Unternehmen

Corona-Schub bleibt aus: Mittelstand hinkt bei der Digitalisierung weiterhin hinterher

Viele hatten gehofft, dass die Pandemie endlich die notwendige Digitalisierung des Mittelstandes vorantreibt. Doch ist dies nur eine Hoffnung geblieben, wie aus dem aktuellen KfW-Digitalisierungs-Barometer hervorgeht.
18.03.2021 17:01
Lesezeit: 2 min

Die Corona-Pandemie hat im vergangenen Jahr zwar einen kleinen Schub bei der Digitalisierung im deutschen Mittelstand ausgelöst. Doch dürfte diese Bewegung nicht von Dauer sein. Darüber hinaus werden die deutschen Unternehmen damit kaum ihren Rückstand aufholen, den sie im internationalen Wettbewerb mit der ausländischen Konkurrenz haben. Vielleicht droht sogar eine Spaltung des Mittelstandes.

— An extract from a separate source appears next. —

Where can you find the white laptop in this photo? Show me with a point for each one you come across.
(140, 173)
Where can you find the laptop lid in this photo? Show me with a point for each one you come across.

Das sind wesentliche Kernaussagen, die sich aus dem aktuellen KfW-Digitalisierungsbarometer ergeben.

Bis Januar 2021 hat jedes dritte kleine und mittlere Unternehmen seine Digitalisierung ausgeweitet (33 Prozent). Wie die Förderbank berichtet, waren Digitalisierungsmaßnahmen ein wichtiges Hilfsmittel, die negativen Auswirkungen der Corona-Krise zu bewältigen. Dies lässt sich daran ablesen, dass vor allem Unternehmen, die spürbar – aber nicht existenziell – von der Krise betroffen sind (41 Prozent) und mit einer langen Krisendauer rechnen (39 Prozent) ihre Digitalisierungsanstrengungen ausgeweitet haben.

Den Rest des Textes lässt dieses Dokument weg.